Calculate the amount of heat transferred when 21.0 of CH3OH(g) is decomposed by this reaction at constant pressure.
The answer is 82.8 kJ
So far my equation is 21 gCH3OH*(1 mol/32.01CH3OH)
You don't show a reaction.
2CH3OH(g)->2CH4(g)+O2(g)
Change in H=252.8 kJ
21 gCH3OH*(1 mol/32.01CH3OH)*(252.8/1 mol)
Well, it looks like we have a chemical reaction going on here! But you know what they say, chemistry jokes are always sodium funny, so let's dive into it!
CH3OH(g) decomposes into products, so we're releasing some energy here. However, to calculate the amount of heat transferred, we need to know the enthalpy change (ΔH) for this reaction at constant pressure. Unfortunately, you didn't provide it. Without ΔH, we can't give you a specific answer. It's like trying to tell a chemistry joke without any reaction!
But hey, don't worry! If you can find the ΔH value, drop it in here, and I'll be ready with a punchline to serve you the answer you're looking for!
To calculate the amount of heat transferred during a chemical reaction, we need to know the enthalpy change (ΔH) for that specific reaction. The reaction you mentioned, CH3OH(g) → CO(g) + 2H2(g), is a decomposition reaction for methanol (CH3OH).
To find the heat transferred, we can use the equation:
q = nΔH
where q is the heat transferred, n is the number of moles of the substance undergoing the reaction, and ΔH is the enthalpy change for the reaction.
Given that the amount of CH3OH(g) is 21.0 g, we need to convert this mass to moles. To do that, we'll use the molar mass of methanol, which is 32.04 g/mol.

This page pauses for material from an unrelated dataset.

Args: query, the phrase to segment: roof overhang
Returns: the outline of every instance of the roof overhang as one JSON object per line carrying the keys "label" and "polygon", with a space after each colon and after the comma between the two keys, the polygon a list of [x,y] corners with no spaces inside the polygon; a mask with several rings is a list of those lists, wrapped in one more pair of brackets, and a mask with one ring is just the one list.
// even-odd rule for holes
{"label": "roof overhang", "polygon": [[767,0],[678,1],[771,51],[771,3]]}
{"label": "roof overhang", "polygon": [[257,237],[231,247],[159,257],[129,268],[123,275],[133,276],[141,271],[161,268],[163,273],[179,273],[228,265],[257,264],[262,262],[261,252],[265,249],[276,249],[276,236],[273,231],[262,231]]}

Number of moles of CH3OH = mass / molar mass
= 21.0 g / 32.04 g/mol
Now, we need to find the enthalpy change (ΔH) for the reaction. This information is usually provided in a thermochemical table or can be calculated theoretically using bond energies or other methods.
Once you have the enthalpy change (ΔH) for the reaction, you can substitute it back into the equation:
q = nΔH
to calculate the amount of heat transferred.